22 in Chicago Nursing Homes Tested Positive for COVID-19 After Vaccination
A man receives the Johnson & Johnson COVID-19 vaccine at a vaccination site in Chicago on April 6, 2021. (Kamil Krzaczynski/AFP via Getty Images)
Zachary Stieber

Twenty-two people in skilled nursing homes in Chicago have tested positive for COVID-19 two or more weeks after being fully vaccinated against the CCP virus, officials disclosed on April 21.

Out of 627 people with confirmed infections of the CCP virus in skilled nursing facilities (SNF) in the Illinois city, 12 residents and 10 staff members were identified as having been fully vaccinated 14 or more days before contracting the virus.

People are considered fully vaccinated two weeks after receiving their second dose of the Moderna or Pfizer vaccine or the single-shot Johnson & Johnson vaccine.

Instances of people who are fully vaccinated and still get COVID-19 are described as “breakthrough cases.”

Out of the 22 breakthrough cases identified by the Chicago Department of Public Health officials, 14 showed no symptoms, four required hospitalization (two for reasons said to be unrelated to COVID-19), and one died.

The patient who died experienced fatigue and respiratory symptoms before being diagnosed with pneumonia.

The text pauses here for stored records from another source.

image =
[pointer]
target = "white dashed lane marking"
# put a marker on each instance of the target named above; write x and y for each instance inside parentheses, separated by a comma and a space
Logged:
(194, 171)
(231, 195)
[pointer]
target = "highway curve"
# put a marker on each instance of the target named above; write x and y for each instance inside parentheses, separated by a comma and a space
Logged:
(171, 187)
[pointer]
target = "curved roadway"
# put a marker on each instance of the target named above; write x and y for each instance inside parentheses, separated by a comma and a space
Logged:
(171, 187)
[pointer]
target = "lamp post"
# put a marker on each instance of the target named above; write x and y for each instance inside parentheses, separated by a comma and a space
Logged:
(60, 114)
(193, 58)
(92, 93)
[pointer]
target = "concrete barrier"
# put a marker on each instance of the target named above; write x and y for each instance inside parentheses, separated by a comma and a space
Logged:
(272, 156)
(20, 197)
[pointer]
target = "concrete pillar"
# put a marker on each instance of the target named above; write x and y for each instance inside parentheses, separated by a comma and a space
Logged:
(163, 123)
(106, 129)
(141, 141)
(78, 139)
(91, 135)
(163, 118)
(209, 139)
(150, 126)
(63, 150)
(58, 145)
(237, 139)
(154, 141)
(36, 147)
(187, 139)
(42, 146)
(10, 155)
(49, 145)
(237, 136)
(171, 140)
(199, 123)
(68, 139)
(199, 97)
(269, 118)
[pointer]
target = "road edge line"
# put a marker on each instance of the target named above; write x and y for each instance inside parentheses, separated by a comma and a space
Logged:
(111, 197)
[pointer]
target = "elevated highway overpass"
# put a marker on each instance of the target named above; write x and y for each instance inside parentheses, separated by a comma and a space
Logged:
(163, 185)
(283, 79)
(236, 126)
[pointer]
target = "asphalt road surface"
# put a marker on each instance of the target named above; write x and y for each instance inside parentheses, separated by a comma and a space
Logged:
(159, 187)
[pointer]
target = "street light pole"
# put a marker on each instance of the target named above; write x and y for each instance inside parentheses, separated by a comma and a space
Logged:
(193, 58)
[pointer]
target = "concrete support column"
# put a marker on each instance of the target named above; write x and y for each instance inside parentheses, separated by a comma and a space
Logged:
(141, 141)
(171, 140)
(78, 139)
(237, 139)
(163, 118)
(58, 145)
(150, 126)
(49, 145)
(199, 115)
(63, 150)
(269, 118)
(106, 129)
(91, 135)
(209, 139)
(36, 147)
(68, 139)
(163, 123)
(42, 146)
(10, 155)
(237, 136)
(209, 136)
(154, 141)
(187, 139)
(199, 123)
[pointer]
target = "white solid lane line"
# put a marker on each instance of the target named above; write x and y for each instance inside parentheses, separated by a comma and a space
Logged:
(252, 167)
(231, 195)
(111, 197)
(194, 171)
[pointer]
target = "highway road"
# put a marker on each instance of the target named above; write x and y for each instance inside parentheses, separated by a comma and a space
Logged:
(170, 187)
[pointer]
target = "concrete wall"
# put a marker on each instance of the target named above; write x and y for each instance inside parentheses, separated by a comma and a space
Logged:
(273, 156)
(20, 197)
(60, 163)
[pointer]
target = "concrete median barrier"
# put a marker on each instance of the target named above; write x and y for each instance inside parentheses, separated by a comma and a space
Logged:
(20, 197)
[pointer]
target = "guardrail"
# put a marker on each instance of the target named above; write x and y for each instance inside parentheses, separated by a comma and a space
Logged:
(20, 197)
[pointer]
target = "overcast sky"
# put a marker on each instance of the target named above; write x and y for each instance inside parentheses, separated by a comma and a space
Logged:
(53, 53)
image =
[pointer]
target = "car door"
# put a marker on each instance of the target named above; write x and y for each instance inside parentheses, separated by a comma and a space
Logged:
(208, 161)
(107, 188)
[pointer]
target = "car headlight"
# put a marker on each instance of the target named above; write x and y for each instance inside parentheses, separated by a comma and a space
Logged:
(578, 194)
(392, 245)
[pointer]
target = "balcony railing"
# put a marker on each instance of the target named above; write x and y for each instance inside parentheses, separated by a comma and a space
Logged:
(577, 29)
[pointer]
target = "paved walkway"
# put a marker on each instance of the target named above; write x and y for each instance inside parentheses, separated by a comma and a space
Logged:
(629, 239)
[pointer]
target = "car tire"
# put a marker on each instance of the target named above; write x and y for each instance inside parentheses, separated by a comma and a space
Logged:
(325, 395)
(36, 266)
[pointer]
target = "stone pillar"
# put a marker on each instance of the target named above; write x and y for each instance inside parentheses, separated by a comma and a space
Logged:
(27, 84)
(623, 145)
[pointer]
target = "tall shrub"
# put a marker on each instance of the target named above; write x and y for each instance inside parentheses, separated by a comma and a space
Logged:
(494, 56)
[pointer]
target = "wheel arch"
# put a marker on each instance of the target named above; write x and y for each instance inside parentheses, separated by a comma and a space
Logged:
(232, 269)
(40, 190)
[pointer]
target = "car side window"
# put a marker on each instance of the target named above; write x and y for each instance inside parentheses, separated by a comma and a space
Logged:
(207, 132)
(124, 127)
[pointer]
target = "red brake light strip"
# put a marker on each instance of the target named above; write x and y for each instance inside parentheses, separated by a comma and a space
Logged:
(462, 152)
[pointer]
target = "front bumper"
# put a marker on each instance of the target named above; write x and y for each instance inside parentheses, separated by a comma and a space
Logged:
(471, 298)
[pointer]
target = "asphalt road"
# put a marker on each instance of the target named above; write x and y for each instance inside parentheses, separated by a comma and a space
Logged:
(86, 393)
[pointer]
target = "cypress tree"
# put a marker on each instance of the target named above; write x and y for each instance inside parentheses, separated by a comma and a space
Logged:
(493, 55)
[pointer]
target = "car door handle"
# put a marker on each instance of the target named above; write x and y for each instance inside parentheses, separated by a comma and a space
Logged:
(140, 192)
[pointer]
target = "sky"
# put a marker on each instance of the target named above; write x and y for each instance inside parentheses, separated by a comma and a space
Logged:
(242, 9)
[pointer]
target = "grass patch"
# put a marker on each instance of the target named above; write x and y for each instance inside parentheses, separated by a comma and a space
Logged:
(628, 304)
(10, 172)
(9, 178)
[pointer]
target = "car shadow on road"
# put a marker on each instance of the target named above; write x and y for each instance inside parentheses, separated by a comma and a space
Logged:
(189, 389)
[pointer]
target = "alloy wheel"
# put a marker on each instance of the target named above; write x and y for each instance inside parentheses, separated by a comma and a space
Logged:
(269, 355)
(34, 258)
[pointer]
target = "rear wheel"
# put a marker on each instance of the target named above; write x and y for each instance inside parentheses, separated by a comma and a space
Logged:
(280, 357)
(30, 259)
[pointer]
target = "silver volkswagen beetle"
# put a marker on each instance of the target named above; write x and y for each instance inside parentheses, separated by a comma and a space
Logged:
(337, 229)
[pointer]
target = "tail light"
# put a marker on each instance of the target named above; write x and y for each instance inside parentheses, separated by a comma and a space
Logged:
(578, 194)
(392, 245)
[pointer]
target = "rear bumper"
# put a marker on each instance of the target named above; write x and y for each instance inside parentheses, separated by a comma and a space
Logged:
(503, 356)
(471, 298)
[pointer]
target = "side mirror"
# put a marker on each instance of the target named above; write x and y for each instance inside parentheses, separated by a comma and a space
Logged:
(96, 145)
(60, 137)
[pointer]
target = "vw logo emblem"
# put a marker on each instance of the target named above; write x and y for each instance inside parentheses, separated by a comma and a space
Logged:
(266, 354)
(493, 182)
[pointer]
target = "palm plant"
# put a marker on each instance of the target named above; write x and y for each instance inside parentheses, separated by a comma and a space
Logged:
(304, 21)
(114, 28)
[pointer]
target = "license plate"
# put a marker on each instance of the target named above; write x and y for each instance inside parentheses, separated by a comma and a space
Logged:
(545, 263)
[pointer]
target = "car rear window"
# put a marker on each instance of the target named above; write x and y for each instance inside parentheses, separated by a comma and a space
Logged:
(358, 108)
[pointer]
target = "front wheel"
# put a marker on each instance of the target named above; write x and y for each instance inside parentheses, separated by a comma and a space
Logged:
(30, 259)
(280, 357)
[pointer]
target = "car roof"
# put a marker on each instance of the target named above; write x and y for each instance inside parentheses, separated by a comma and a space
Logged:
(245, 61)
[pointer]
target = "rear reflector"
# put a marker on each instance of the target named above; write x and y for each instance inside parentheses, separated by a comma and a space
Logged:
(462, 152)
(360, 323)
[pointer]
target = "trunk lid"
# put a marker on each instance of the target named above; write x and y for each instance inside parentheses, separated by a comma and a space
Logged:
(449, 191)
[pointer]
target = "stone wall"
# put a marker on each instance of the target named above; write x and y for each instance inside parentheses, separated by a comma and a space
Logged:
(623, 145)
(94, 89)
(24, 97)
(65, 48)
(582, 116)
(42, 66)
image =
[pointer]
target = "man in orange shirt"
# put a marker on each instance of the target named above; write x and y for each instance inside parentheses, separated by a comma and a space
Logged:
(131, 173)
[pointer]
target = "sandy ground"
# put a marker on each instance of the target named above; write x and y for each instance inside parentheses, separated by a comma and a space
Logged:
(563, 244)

The patient tested positive for COVID-19 when admitted to a hospital, and died seven days later.

The death certificate listed complications of COVID-19 infection as the primary cause of death, with underlying conditions including chronic kidney disease.

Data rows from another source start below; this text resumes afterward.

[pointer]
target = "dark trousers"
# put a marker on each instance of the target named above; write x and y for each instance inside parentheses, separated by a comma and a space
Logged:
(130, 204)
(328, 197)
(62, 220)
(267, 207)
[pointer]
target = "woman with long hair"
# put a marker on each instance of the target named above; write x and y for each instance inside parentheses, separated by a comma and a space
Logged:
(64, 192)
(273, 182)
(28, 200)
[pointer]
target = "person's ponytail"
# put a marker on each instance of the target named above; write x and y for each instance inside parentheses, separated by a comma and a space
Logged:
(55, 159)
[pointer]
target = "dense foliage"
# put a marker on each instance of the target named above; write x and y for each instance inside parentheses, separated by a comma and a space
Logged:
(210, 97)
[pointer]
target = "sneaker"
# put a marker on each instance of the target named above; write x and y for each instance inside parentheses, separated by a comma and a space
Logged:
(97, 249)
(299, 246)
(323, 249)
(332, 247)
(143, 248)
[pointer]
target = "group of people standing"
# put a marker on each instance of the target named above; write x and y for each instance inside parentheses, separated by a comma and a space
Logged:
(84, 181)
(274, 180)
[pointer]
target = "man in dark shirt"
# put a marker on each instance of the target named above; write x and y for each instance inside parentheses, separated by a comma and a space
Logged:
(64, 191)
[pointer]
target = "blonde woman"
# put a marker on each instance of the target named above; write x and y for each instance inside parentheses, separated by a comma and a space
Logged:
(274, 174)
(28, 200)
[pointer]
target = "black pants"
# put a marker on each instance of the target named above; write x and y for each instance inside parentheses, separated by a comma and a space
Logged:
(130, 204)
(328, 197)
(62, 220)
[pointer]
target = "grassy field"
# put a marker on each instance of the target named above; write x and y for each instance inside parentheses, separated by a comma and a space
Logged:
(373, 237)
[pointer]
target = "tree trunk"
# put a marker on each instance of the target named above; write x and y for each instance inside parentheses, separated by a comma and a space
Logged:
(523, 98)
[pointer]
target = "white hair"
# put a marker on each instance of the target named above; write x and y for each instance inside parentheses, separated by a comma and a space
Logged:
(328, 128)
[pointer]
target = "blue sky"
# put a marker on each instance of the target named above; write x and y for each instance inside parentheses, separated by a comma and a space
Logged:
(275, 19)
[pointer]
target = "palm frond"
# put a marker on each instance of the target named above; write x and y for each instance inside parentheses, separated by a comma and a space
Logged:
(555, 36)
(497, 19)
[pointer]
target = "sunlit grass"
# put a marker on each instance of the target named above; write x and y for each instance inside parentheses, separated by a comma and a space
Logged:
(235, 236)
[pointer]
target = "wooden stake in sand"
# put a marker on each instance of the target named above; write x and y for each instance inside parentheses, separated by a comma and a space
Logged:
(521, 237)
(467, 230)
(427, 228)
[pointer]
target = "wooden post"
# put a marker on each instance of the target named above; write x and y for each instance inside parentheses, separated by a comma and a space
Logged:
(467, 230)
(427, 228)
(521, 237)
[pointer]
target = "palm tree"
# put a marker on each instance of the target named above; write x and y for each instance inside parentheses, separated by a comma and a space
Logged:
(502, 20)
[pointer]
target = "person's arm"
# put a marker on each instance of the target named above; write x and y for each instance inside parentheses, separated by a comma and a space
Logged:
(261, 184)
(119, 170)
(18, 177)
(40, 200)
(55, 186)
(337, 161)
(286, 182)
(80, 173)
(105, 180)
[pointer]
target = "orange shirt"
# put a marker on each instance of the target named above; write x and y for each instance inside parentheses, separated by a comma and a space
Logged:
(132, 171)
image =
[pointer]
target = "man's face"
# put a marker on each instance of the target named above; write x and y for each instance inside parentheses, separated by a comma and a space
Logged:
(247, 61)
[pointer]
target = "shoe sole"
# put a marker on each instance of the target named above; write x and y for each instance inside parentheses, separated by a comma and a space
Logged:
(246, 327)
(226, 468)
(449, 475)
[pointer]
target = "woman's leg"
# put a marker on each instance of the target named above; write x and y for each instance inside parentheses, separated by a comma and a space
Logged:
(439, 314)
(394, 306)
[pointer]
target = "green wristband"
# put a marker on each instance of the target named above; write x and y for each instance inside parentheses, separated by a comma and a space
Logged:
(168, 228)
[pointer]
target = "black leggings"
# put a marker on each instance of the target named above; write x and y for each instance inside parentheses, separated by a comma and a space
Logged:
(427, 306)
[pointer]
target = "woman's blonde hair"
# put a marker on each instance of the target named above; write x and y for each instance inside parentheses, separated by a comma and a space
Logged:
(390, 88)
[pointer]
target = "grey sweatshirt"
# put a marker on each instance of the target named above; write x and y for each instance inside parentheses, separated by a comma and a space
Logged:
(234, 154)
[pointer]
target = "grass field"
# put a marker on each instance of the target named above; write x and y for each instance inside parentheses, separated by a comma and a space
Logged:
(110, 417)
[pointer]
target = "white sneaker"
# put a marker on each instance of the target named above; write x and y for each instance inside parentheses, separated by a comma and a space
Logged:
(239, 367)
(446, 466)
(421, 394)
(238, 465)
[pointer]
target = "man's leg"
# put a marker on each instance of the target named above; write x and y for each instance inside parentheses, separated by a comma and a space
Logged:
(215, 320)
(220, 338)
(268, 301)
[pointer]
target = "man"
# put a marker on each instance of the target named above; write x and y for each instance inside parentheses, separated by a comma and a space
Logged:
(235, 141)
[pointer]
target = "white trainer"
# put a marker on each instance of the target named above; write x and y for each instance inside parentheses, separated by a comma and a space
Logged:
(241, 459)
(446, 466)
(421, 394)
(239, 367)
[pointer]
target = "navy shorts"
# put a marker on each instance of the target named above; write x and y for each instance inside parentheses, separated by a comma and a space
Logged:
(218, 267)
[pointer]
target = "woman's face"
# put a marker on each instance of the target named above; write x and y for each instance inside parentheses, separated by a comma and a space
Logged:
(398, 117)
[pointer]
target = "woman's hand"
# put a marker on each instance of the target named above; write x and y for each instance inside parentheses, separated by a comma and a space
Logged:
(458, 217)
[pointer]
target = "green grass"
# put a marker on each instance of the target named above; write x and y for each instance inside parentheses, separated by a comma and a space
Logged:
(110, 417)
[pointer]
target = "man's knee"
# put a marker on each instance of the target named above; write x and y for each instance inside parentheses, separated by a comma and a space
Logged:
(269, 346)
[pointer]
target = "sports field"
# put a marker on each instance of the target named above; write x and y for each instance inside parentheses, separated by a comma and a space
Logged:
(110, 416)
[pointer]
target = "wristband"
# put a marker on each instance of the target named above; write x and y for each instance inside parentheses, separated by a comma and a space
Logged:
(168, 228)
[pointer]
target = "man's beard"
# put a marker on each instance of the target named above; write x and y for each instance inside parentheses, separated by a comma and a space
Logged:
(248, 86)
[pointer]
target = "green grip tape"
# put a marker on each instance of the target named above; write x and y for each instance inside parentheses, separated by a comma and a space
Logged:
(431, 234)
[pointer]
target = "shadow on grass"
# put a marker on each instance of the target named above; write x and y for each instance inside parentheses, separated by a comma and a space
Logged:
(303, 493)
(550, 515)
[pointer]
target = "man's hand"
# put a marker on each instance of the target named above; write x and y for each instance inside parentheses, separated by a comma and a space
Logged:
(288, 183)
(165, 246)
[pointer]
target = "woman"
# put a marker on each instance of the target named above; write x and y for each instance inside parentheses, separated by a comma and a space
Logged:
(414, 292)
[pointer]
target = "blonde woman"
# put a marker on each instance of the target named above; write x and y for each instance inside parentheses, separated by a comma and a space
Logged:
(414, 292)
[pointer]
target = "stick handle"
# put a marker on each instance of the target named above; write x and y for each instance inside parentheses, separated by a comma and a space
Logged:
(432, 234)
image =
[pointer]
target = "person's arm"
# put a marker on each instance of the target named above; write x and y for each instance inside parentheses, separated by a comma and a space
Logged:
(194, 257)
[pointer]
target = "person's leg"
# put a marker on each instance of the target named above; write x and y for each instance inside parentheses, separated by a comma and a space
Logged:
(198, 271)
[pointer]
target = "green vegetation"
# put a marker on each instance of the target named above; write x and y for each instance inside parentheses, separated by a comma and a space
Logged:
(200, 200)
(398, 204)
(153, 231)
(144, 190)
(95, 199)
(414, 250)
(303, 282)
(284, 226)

No signs of secondary transmission, or breakthrough patients passing along the virus to others, were confirmed.

“Although few SARS-CoV-2 infections in fully vaccinated persons were observed, these cases demonstrate the need for SNFs to follow recommended routine infection prevention and control practices and promote high vaccination coverage among SNF residents and staff members,” researchers wrote in a report published by federal health officials.

“Whether vaccinated asymptomatic persons can transmit SARS-CoV-2 is also unknown; therefore, facilities should continue to require residents to quarantine after close contact with an infected person,” they said.

SARS-CoV-2 is another name for the CCP virus.

The time period studied was between each facility’s first vaccination clinic date and March 31.

During the period, nearly 8,000 residents in the facilities and 6,824 staff members were fully vaccinated.

Nationwide, some 5,814 reports of breakthrough cases were reported to the Centers for Disease Control and Prevention (CDC), a federal health agency, as of April 13. The cases were between Dec. 14, 2020, and April 13.

A spokesperson for the agency declined to provide a state-by-state breakdown of the cases, of which 396 were hospitalized and 74 died.

“To date, no unexpected patterns have been identified in case demographics or vaccine characteristics,” the spokesperson said in an email, adding that the CDC continues to recommend COVID-19 vaccinations for anyone who is eligible.

S. Mark Tompkins, professor of infectious disease for the Center for Vaccines and Immunology, said he wasn’t surprised by the number of breakthrough cases.

“No vaccine or naturally acquired immunity is 100 percent effective. That combined with the high level of SARS-CoV-2 infections, or circulating virus mean we will see potential breakthrough cases. And we are nowhere near herd immunity,” he told The Epoch Times via email.

“For example, if a vaccine is 90 percent effective, a simple way to look at it, is a vaccinated person would be protected from 9 out of 10 potential infections. If there are a lot of infected and shedding people around you, you are likely to have many exposures to the SARS virus. This is an oversimplification but captures one of our current challenges. And it exemplifies the need to vaccinate. 90 percent protection is fantastic!”

Because the United States contains such a diverse population, people will respond differently to vaccines. A small number may not have robust immune responses to the vaccine they receive, he said.

“So, they get partial protection, but imperfect. So, with lots of virus around us, they are more likely to become infected,” Tompkins said. “This really drives home the reason for everyone to get vaccinated. Some will have imperfect immunity or not be able to be vaccinated.”